Perfect- 31

790 50 17
                                    

Ada yang kangen Edgar-Selena?
Maaf baru bisa menyapa kalian malam ini.
Terimakasih yang sudah membaca dan memberikan semangat pada saya untuk melanjutkan cerita yang tidak ada apa-apanya ini.
Selamat membaca

***

Edgar bersama seorang gadis yang bernama Reina baru saja melangkahkan kakinya menuju area kantin. Membuat semua murid yang ada di sana melihatnya tanpa berkedip.

Kabar Edgar jadian dengan Selena sudah merambat ke semua telinga warga sekolah. Termasuk kabar pengkhianatan Edgar. Dan kini cowok itu sudah menggandeng perempuan lain membuat mereka semakin gencar membicarakannya.

Mereka tidak suka primadona mereka diperlakukan seperti itu.

Namun Edgar hanya memandang mereka dengan sinis seperti biasa. Menjadi pusat perhatian bukan lagi hal yang mengejutkan bagi Edgar. Toh selama ia bersama Selena, mereka memang selalu menjadi pusat perhatian.

Begitu Edgar mendaratkan bokongnya di meja teman-temannya-- dekat Samuel, cowok itu langsung pindah ke dekat Junior.

"Bakso gue gak pake cabe padahal, tapi pedesnya berasa level sebelas," ucap Roland yang melihat kehadiran dua orang tak diundang namun pura-pura tak melihatnya.

"Minuman gue juga rasanya panas padahal ini es teh jeruk," balas Junior ikut-ikutan.

Bukan tanpa alasan mereka berbuat seperti itu. Semenjak pengakuan Edgar, mereka semua menjauhinya begitu saja. Seperti tak ingin melihat atau berteman dengan Edgar lagi.

Mereka hanya tidak menyangka sahabat mereka bisa berbuat sekeji itu pada seorang perempuan.

Alis cowok yang masih digeluti Reina itu terangkat, ia heran dengan kelakuan kedua temannya. "Lo berdua kenapa, sih? Mana ada es yang rasanya panas. Atau bakso yang pedes padahal gak pake cabe."

Maureen yang baru saja datang dengan semangkuk seblak juga heran dengan kedatangan keduanya. Ia mendengus. "Lo sendiri juga aneh. Mana ada orang yang nyakitin orang lain cuma untuk balas dendam."

Sorot mata Edgar kemudian mengarah pada Maureen. Cewek yang selama ini berusaha ia lindungi, ia jaga dan ia sayangi sekarang juga menyalahkannya.

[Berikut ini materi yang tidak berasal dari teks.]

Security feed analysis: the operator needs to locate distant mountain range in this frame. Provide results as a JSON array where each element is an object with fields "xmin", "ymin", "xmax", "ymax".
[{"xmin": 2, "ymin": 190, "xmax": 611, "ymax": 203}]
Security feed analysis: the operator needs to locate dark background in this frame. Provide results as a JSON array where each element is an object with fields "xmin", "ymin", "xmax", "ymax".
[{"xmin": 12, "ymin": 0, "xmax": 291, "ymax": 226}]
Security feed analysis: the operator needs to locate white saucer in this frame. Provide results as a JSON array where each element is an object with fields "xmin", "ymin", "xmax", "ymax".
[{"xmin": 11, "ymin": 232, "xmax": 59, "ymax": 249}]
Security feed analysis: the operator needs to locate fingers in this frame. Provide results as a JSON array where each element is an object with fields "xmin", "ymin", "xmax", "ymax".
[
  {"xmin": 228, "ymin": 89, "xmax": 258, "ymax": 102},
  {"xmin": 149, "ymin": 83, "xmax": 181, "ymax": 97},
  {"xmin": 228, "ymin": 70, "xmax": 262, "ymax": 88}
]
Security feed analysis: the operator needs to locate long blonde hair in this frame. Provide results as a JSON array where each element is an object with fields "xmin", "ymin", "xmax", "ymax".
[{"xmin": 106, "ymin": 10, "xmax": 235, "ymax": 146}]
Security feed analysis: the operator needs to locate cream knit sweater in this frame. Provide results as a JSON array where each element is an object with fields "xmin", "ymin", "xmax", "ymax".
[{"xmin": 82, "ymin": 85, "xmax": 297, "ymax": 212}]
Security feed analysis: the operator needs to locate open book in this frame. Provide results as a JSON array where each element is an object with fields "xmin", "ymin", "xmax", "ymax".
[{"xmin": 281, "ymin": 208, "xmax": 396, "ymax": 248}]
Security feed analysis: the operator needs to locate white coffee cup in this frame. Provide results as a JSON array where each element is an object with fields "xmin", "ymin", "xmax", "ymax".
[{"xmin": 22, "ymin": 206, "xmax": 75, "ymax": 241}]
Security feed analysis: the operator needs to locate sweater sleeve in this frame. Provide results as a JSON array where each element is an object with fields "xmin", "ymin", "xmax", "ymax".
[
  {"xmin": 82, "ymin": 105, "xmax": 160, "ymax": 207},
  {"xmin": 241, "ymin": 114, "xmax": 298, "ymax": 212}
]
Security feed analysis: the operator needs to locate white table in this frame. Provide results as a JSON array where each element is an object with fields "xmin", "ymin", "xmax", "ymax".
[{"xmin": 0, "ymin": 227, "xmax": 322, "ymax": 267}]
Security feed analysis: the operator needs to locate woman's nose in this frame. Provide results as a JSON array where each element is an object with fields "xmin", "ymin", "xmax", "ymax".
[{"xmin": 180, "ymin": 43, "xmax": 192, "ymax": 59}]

Ia menatap satu-persatu teman-temannya itu. "Kalian nyalahin gue?"

Uhukk

Sontak Roland yang sedang memakan baksonya itu tersedak. "Sorry, kita gak ngomong gitu. Tapi kalau lo berasa ya-- ya udah," ia mengendikan bahu.

Gigi Edgar gemertak membuat Maureen memelototinya dengan tajam. "Lo gak bisa ngelak. Kenyataannya emang lo yang salah, kenapa gak mau disalahin? Lo sahabat gue Edgar, dari kecil. Tapi gue gak pernah tau kalau lo bisa jadi sekejam ini sama orang lain. Apa sih, yang lo pikirin? Otak lo di mana?"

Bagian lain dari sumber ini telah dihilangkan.